Invitation

If you are a dreamer, come in,
If you are a dreamer, a wisher, a liar,
A hope-er, a pray-er, a magic bean buyer ...
If you're a pretender, come sit by my fire
For we have some flax-golden tales to spin.
Come in!
Come in!

- Shel Silverstein

Monday, December 07, 2009

Late Night Ramble

I’ve stumbled out of the gates here in the first weeks at site … slow and lethargic, itchy all over my body from some bizarre food allergy, rattled by the sounds and smells and heat and language. Surrounded by mango and plantain and banana fields, with high coconut trees jutting out from the foliage at odd intervals, the area where I live has beauty in abundance, but also a lack of proper waste disposal that leaves a collective blemish on the land. I’ll write more in the future on the specifics of everything, to be sure, but for now I guess I just want to say ‘hi.’

For now, I suppose, I just want to say that I miss everyone dearly, but that I’m ‘ok.’ I’m realizing that it’s only natural to crave silence and solace for days on end after such a grand upheaval in life, no matter how much I was expecting it. I’m realizing—and embracing—the fact that my system needs time to adjust to all that is ‘other’ about my new country, all that is different.

But I will embrace it, because I’m finding sparks in the quiet places in my days lately … I’m finding the exuberance behind my smile again, and the awe at this world that pushed me to do this. I talked to my wonderful older brother tonight for over an hour, watching his expressions and taking in his insights via the wonders of video skype, and it felt good just to know he was out there, just to connect and breathe deeply and realize that just because I’m remote doesn’t mean I can’t connect from time to time. I talked to a dear friend of mine who’s spending December at an orphanage in Kenya via G-chat, once again marveling at the ‘proximity’ that the net provides all of us.

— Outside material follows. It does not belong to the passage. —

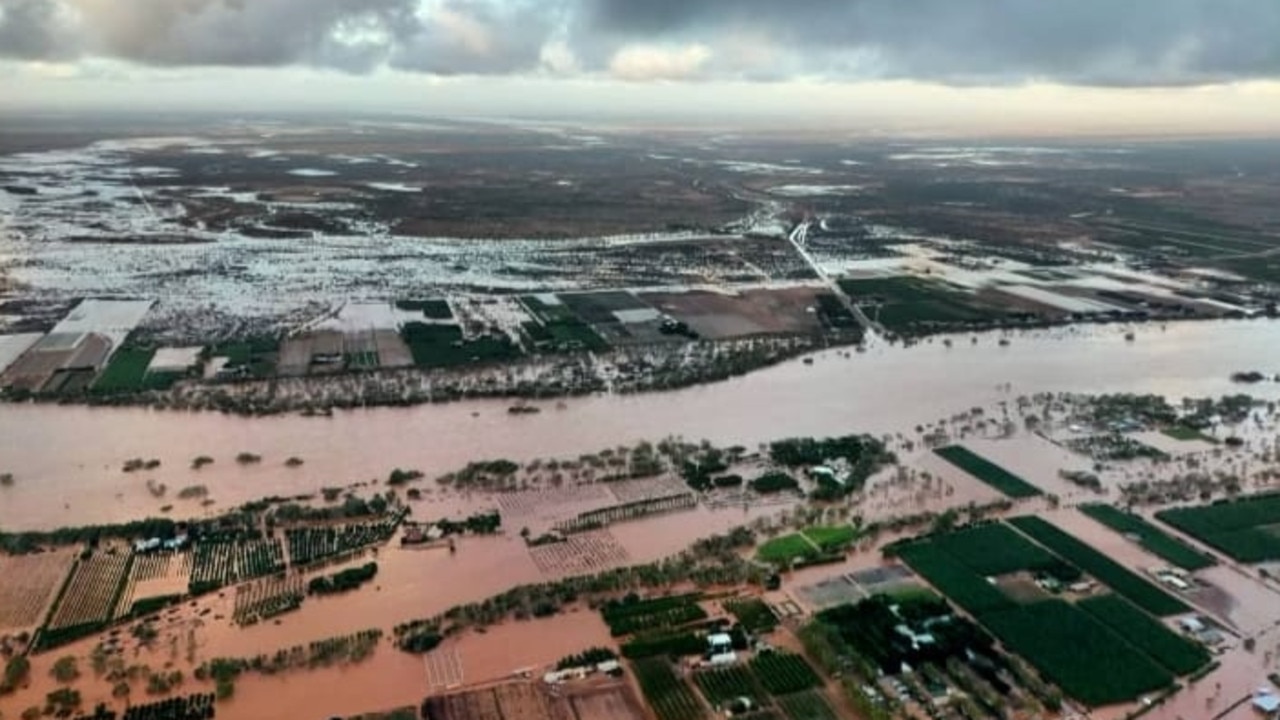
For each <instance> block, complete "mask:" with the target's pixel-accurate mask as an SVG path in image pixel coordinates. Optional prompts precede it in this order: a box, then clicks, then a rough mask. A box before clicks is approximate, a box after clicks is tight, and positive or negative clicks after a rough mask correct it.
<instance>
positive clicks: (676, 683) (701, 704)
mask: <svg viewBox="0 0 1280 720" xmlns="http://www.w3.org/2000/svg"><path fill="white" fill-rule="evenodd" d="M635 673H636V680H639V683H640V692H643V693H644V697H645V700H646V701H648V703H649V707H652V708H653V711H654V712H655V714H657V715H658V720H701V719H703V717H705V716H707V712H705V710H704V708H703V703H701V702H700V701H699V700H698V696H695V694H694V691H692V689H691V688H690V687H689V683H686V682H684V680H681V679H680V678H678V676H676V673H675V671H673V670H672V669H671V665H669V664H668V662H667V661H666V660H662V659H648V660H639V661H636V662H635Z"/></svg>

All of us have this huge world to see, this huge place to learn about and gulp in and explore … the trick is, I think, learning to ride the wind in your sails, the wind in your willows, the wildness in your soul that will keep you buoyed and shining while you’re on the journey. When the tides shift, or the wind dies down for a time, it gets dark and lonely and lonesome.

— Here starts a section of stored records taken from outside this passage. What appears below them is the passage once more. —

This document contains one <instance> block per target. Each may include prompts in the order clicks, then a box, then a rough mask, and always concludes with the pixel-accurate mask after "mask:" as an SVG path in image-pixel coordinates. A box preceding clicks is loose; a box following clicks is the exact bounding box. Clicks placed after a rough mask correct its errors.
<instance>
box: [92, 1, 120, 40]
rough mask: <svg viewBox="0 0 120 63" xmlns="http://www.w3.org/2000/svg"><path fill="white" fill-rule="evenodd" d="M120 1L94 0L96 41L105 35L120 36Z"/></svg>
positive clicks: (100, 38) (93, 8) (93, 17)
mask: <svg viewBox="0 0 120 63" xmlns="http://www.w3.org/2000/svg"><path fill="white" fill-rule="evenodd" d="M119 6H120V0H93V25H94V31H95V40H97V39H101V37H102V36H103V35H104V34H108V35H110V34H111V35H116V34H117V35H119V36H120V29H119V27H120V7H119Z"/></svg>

But just today a funny thing happened to me. I woke up to the hot smells of a fried breakfast. I stumbled out to a plate of food and a cup of syrupy sweet instant coffee. I smiled at my new host brother and sister and made a dumb joke in my pidgin Spanish. I smiled at my host Mom and Dad, and another day rumbled forward.

“For life goes not backward, nor tarries with yesterday.”